Here we are again. Leaving one place, starting fresh in another. I wish I could say that I’ve developed a habit, a coping mechanism for dealing with uprooting myself in this way, but I really haven’t. Each one is different, each goodbye. The circumstances of my leaving, my emotional state, the people I leave behind are never the same.
But two things never change: the promises that I will return one day, and that I will stay in touch. Now I won’t sugar-coat it and say that I’ve kept every single one of these promises, that I’ve stayed in touch with every single person. But I have returned, even if it’s only for a couple days, and I have kept in touch, even if it’s only to Like something you’ve posted on Facebook. So in that respect, goodbye is never goodbye, it’s merely a shift in our relation to each other. The end of one era is always the beginning of the next, and in the Information Age, we can be close even if we are miles apart.
So this isn’t goodbye, Manchester. This is me celebrating an amazing three years in a charismatic city, full of fascinating people and unforgettable events. It was not easy, studying for a degree in a foreign country, far from both my familiar, comfortable past in the US and the compelling future I wanted for myself in China. At times it seemed impossible, and I would find myself asking why I had chosen this for myself, when perhaps I could have taken an easier path. But here I am, alive and (hopefully) wiser than when I started, brimming with memories, feeling a little sad, a little happy, but mostly proud. Thanks for a great run everybody, and I’ll catch you on the other side of all these airplanes!

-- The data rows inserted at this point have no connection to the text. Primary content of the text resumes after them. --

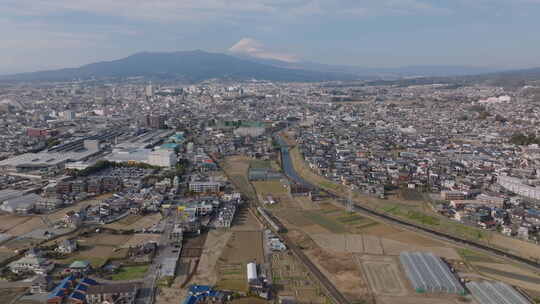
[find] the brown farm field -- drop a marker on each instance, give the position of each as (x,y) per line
(97,248)
(244,247)
(135,222)
(290,278)
(8,221)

I hope more of you will follow this blog. I’ll try to flog it a little more, linking to it on Facebook, Tumblr when I can. I will be moving to China, so my presence on a lot of sites will depend on my internet access. I’m going over for an internship, and while I don’t know all that much about my exact role, as far as I can tell it will involve teaching and general intern slave-work. After having done a degree in Chinese, I worry a little about the accuracy of my own English when I teach, but the confidence lacking there is supplemented by my assuredness that I will be able to navigate my way around China without much difficulty. I will be located in China’s heartland, either Chengdu or Chongqing. I’m hoping this means I’ll have ample opportunity to participate in Hongmeigui caving expeditions, and/or travel to more of western China. See, I’m already talking about the future. I can’t wait to share all of my new adventures with you, Manchester!